Hmm. It seems a bit of a stretch to describe the works as ‘early’. More importantly, it appears that the developers are either in breach of their planning conditions, or that this work does not constitute a ‘phase’ for the purposes of planning. If this is the case, then it looks like a major mistake.

To install infrastructure, decisions must have been made about how to heat and power the site. Without an energy strategy, it’s hard to see how these decisions have been scrutinised or approved by the planning department. If challenged at a later stage, the developers will be able to say that their hands are tied by the infrastructure that is in place.

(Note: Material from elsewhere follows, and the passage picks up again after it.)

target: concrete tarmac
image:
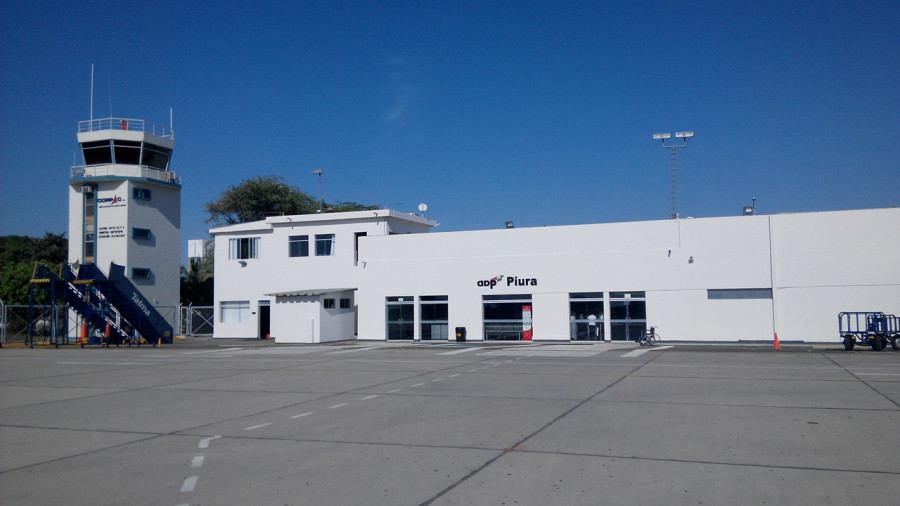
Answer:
[0,339,900,506]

To add further context, an Energy & Sustainability Appraisal of the planning application, commissioned by East Herts, was produced in May 2018. This concluded that "(the initial) energy strategy does not satisfactorily address energy, carbon and overheating concerns… a number of claims are not substantiated and should be expanded to provide justification for the decisions take… it appears a decision on strategy has been taken without robust technical appraisal."

With regard to the overall emissions reduction target, the report asked "should 20% be accepted, or should this be increased? A 35% improvement is becoming the norm, driven by standards imposed by the Greater London Authority." So East Herts Council’s own sustainability advisers were pushing for both stronger targets and more evidence.

This has implications that reach far beyond the Goods Yard.

The planning application for 8,500 homes at Gilston is open for public consultation until Thursday (August 15) and is due to be decided by Christmas.

The developers have proposed a 19% cut in carbon emissions against building regulations. This seems scandalous for an entirely new community which, through innovative design, could be zero carbon or even energy positive, meaning that it would generate more energy than it consumes and sell it back to the grid.

The target date for the council to decide on the Bellway proposal is August 19, although this may be subject to an extension. Given the size of this development, and the emissions reduction shortfall proposed, it is hard to see how East Herts could accept the revised energy strategy. We await its decision.